The new Roy P. Drachman Hall would bring public health students from across 22 locations on and off campus together under one roof. Drachman Hall was dedicated in 2006.
“Getting a new building brought us together and made us feel and act like a college,” Dr. Taren recalled.
“Watching Drachman Hall go up was pretty amazing,” Tisch said.
Becoming an international leader in public health
The college has seen its mission expand over the past two decades, educating students from undergraduate through doctoral studies, advancing science through research and making a difference in the state’s diverse communities.
Six ways the college has grown:
1. Number of faculty has tripled
2. Research expenditures have more than doubled in the last 10 years
3. New campus in Phoenix
4. New undergraduate degree and new doctoral degrees
5. Four new online degree programs
6. New global education programs
“Every aspect of the college seems to have blossomed,” Tisch said. “Our academic programs have diversified, we’ve hired faculty whose research careers have taken off, and we are known far and wide for our community outreach. Under each leader, we’ve expanded the college’s portfolio. I get tickled when I introduce myself as being from MEZCOPH and receive complimentary and congratulatory comments. We have arrived!”
“Today we stand as a recognized leader in public health. We have grown the college into an ecosystem of centers and programs, research and education, promotion and outreach that has improved health and wellness for millions of people,” said Dr. Hakim.
The pandemic has further highlighted the college’s mission and goals for a growing number of people around the world, and has made clear the critical role it has in responding to a devastating public health crisis. Its work varies from epidemiological research to inform public policy decisions, to outreach activities to promote public safety practices, to creating toolkits and technology to inform personal wellness and health decisions.
“In the midst of the most challenging pandemic of our lifetime, people now recognize that the impact of public health programs is both global and personal,” Dr. Hakim said. “This crisis has helped the community expand its definition and views of public health. Because we’ve led with both cutting-edge science and deep community commitments, I’m confident there will be remarkable changes on the horizon for the field of public health.”
The “Originals” say their daily inspiration remains rooted in the people who make the college a great place to work, teach, study and contribute to a healthier world.
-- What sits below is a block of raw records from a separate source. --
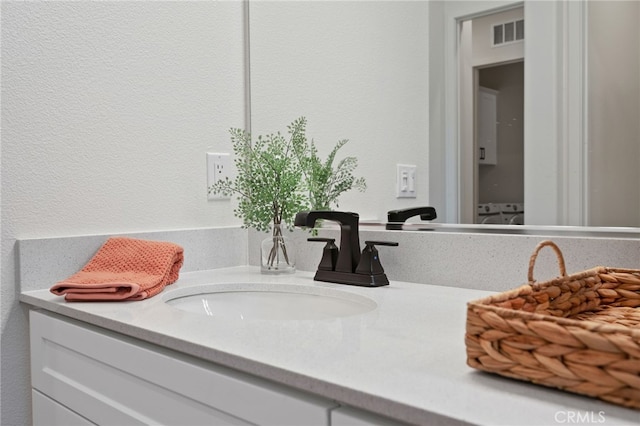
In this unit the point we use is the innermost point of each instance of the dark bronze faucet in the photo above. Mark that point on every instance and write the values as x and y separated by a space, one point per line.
346 264
396 218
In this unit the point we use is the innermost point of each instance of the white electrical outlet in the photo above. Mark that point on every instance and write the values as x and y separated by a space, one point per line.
218 168
406 181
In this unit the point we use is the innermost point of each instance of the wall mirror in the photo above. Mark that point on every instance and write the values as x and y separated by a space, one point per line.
386 76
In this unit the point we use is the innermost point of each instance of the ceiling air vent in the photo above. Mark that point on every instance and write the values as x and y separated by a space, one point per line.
508 32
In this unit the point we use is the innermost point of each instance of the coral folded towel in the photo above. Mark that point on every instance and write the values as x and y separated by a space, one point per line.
124 269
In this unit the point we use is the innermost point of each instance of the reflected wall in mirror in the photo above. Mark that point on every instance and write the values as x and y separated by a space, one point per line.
383 75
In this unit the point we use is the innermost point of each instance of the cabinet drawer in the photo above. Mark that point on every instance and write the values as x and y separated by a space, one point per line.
113 379
48 412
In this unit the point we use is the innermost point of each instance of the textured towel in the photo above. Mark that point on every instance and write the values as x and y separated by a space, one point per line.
124 269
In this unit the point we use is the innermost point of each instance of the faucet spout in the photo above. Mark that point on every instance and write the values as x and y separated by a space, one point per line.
349 255
400 216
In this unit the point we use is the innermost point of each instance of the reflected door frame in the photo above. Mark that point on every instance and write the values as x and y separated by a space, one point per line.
555 133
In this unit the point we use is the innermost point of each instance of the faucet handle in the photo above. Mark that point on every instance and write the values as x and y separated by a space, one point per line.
329 253
370 260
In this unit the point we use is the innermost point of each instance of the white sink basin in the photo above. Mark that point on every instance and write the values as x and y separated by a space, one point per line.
269 301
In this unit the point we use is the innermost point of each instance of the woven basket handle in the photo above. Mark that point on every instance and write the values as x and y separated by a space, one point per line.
534 256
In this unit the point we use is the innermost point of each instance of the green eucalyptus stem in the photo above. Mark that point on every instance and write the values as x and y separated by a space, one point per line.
279 176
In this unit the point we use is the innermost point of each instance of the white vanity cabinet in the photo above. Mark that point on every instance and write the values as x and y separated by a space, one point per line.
83 374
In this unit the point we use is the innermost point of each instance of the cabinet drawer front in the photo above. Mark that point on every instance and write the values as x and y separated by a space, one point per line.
113 379
48 412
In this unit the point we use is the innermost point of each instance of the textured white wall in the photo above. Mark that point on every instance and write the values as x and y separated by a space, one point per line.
357 71
108 109
614 109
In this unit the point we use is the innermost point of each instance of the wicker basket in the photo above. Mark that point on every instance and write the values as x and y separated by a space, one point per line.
579 333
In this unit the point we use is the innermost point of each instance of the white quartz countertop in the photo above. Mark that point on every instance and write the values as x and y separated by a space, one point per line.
405 359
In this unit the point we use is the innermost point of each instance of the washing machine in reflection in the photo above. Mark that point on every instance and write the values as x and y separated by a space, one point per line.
512 213
489 213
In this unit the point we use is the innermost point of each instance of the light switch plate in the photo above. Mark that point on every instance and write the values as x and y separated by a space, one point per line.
406 181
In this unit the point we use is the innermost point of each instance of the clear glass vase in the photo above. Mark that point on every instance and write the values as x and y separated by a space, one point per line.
277 253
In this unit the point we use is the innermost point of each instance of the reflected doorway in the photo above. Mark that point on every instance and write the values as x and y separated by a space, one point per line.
499 141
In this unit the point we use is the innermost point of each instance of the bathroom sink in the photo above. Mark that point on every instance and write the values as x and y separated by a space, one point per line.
269 301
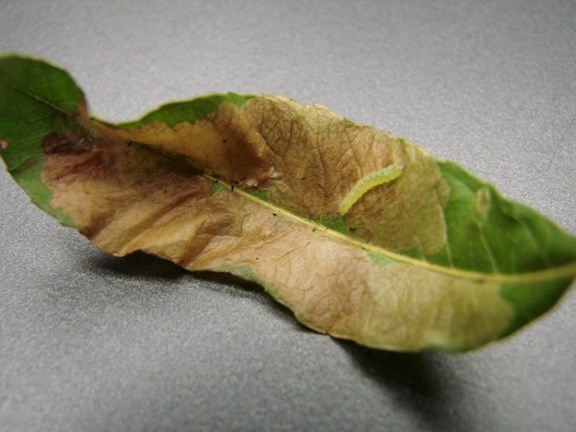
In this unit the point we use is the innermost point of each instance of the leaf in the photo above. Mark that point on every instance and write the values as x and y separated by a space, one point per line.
363 235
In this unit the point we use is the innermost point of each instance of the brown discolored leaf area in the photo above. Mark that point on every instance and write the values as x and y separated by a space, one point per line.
361 234
128 196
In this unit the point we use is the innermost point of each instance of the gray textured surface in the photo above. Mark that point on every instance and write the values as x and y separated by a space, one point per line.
92 343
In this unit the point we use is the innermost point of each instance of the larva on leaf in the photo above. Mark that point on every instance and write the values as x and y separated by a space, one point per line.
369 181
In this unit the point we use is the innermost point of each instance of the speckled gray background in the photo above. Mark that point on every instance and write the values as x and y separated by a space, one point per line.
93 343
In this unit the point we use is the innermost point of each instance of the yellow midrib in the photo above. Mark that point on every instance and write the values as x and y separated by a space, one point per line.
564 271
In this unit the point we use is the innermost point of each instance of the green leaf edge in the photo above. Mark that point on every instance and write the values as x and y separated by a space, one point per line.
27 174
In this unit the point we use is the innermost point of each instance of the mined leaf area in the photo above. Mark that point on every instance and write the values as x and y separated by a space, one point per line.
363 235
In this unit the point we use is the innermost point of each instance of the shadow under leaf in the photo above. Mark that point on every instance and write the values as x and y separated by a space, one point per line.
416 381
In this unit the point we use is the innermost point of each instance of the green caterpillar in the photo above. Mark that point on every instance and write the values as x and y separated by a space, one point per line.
369 181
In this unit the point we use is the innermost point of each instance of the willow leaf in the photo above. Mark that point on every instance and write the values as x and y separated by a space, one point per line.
363 235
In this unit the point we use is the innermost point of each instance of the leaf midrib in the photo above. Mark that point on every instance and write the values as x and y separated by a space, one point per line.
563 271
“I’ve learned that when you have a group of dedicated, hard-working, well-intentioned, great people on your team, there is no limit to the challenges you can meet and the goals and objectives you can accomplish,” Tisch said. “My biggest inspiration has been and will always be the college’s amazing students, who transform into awe-inspiring alumni. Their devotion to the public health mission and to making the world better in so many ways makes my heart sing.”